Il faut savoir que chaque euro investi en ergonomie au moment de la conception du produit rapporte 100 euros. Mais l’entrepreneur ne peut souscrire à une logique de développement durable qu’à une condition : le changement qu’elle permet doit apporter de réels bénéfices par rapport à l’investissement. Il arrive ainsi que la production d’un produit "écologique" puisse amener à de vraies erreurs de stratégie qui peuvent coûter très cher à l’entreprise.

 

Jean-François Carrasco cite l’exemple de la fibre optique : les différents partenaires ont commencé l’installation, très onéreuse, d’un câble de fibre optique pour diffuser les chaînes télévisées en qualité numérique et se sont rendu compte trop tard qu’il leur en faudrait six. C’est encore une erreur lors de la conception du produit qui a fait subir des pertes à l’entreprise.

 

Aspects environnemental, social et économique : les 3 piliers du DD et de l'ergonomie

 

Enfin, le Développement Durable peut parfois être une simple stratégie marketing, qui en réalité n'est fondée sur aucune véritable recherche dans ce sens. Dans ce cas le Développement Durable n’est qu’un argument stratégique qui veut attirer les clients sensibles à la protection de l’environnement sans réellement répondre à leurs attentes.
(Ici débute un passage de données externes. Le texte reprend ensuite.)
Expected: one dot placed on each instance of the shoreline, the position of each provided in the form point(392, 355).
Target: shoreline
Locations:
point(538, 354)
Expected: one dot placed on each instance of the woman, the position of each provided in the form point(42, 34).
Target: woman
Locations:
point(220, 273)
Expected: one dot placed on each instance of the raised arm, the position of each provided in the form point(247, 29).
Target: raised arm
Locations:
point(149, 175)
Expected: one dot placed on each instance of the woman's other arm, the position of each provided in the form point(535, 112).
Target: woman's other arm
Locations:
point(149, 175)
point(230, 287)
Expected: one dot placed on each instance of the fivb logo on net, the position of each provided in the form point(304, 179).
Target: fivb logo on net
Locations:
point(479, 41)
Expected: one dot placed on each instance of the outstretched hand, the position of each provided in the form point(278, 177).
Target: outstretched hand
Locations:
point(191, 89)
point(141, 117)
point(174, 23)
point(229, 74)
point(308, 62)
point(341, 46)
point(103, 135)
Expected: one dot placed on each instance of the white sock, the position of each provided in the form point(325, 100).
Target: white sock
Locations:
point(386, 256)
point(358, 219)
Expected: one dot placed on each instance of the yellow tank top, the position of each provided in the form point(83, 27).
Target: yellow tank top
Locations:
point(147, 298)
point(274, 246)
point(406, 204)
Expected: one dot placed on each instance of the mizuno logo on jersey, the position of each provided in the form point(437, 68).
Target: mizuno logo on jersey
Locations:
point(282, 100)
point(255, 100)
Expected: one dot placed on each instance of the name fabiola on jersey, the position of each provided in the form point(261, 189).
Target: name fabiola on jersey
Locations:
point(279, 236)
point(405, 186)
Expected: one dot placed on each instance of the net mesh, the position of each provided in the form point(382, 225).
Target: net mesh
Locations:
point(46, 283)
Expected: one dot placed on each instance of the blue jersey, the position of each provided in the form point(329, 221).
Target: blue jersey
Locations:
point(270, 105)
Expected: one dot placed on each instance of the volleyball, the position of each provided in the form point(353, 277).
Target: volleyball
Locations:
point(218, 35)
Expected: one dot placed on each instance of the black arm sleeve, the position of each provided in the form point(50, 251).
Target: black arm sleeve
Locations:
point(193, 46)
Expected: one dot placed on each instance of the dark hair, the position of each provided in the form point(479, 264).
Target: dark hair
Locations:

Pour éviter ce genre de pertes ou de pièges, l’Ergonome doit faire un vrai travail de pédagogue afin de sensibiliser les constructeurs (autant que les consommateurs) à l'étendue du concept de développement durable, en prenant en compte l'ensemble de ses dimensions, et en alertant ses interlocuteurs sur les coûts cachés supplémentaires auxquels pourrait conduire une trop grande précipitation au moment de la production.

 

Tous les intervenants sont d’accord sur le fait que l’Ergonome travaille autant sur l’aspect environnemental et sur l’aspect social que sur l’aspect économique qui sont les trois piliers d'une démarche de Développement Durable. Mais pour y parvenir, il doit aider à une prise de conscience des tous les défauts (de conception, d’organisation, d’acheminement, etc.) et donc pousser vers une évolution des mentalités et des techniques, avec une préoccupation permanente : répondre aux réels besoins des utilisateurs, à court et à long terme.